Poststernotomy mediastinitis continues to be an infrequent but serious complication after cardiac surgery. We present a case of a 59-year-old man who developed a deep sternal wound infection after an emergency cardiac surgery. Omental transposition flap was used to cover the sternal defect. Several days later, the patient developed a transverse colon herniation into the anterior mediastinum that required emergency exploration and colon resection. The patient survived after a difficult hospital course. Indications, technical points, and possible complications of using omental flap transposition are discussed. A DEEP STERNAL WOUND infection is a relatively rare but serious and life-threatening complication of open heart surgery. Although mediastinitis after a sternotomy is reported to be only 0.4 per cent to 6 per cent in most series, it is associated with a mortality rate of 14 per cent to 47 per cent.1″3 This complication is also associated with high morbidity, prolonged intensive care and hospital stays, and the need for repeated surgical procedures. Although more superficial sternal infections can be treated with drainage and sometimes closed irrigation, most of the deeper infections require aggressive debridement, including sternectomy followed by appropriate wound care and subsequent closure of the large defect, most commonly using omenturn or pectoral muscle flaps.1″3 Recent reports have advocated very aggressive early treatment for this complication with excellent short- and long-term results.2,3

Case Report

A 59-year-old man was admitted to the hospital with unstable angina. Attempts at angioplasty and stenting were complicated by coronary artery perforation, mandating an immediate surgical intervention. An on-pump three-vessel bypass was performed. On postoperative Day 7, the patient was diagnosed with a deep sternal infection, and was taken to the operating room where a thorough sternal debridement was carried out. The wound was initially managed by negative pressure wound therapy. When the base of the wound was clean and granulating, the patient was taken to the operating room for closure.
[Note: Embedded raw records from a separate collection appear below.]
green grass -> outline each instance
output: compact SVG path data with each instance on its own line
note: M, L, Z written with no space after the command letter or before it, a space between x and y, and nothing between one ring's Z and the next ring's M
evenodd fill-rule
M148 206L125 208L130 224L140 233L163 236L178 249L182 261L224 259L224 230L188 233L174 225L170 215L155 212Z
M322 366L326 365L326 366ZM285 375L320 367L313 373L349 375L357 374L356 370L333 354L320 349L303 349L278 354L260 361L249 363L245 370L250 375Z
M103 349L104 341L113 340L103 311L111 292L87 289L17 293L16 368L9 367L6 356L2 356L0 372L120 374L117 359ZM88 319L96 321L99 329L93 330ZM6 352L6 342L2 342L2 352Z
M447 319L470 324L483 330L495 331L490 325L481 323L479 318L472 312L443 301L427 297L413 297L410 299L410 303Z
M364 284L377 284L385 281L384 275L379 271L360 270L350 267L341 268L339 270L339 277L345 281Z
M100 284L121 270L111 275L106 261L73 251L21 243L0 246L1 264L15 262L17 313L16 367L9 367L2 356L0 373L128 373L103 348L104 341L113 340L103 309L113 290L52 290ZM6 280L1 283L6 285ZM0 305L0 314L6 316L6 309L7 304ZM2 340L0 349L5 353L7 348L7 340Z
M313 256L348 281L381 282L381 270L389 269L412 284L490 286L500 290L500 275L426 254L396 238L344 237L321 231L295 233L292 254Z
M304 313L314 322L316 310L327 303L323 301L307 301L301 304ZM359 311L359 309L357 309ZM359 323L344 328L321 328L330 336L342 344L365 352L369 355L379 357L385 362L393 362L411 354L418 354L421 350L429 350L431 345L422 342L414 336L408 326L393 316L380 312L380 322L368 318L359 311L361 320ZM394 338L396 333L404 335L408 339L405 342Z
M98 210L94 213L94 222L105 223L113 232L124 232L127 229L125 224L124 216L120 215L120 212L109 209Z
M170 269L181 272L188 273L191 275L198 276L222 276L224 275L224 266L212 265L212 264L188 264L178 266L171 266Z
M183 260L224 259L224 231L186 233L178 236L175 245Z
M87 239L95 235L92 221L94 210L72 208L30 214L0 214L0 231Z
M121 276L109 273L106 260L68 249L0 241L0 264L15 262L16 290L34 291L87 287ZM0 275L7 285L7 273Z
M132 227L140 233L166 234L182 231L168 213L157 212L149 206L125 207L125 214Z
The omentum was mobilized from the transverse colon and a large omental flap ,was developed based on the right gastroepiploic artery. The omentum was tunneled into the anterior mediastinum through the sternal reflection of the diaphragm. The skin was closed primarily over closed system suction. Approximately 2.5 weeks after the omentoplasty, the patient developed sudden onset abdominal pain, nausea, vomiting, and increased shortness of breath. An abdominal CT scan was performed that showed herniation of the transverse colon into the anterior mediastinum (Figs. 1 and 2). The patient was taken to the operating room where he was found to have herniation of the transverse colon into the anterior mediastinum through a defect anterior and to the right of the omental stalk (Fig. 3). The colon was deemed not viable and a complete transverse colectomy was performed with a rightsided colostomy and a left- sided mucous fistula. After confirming independent blood supply to the omentum from the wound bed by gently clamping the stalk, the omentum was divided at the level of the hernia. The hernia defect was then closed primarily using interrupted sutures. The patient did well postoperatively and was discharged on the 56th hospital day and has since resumed normal activities.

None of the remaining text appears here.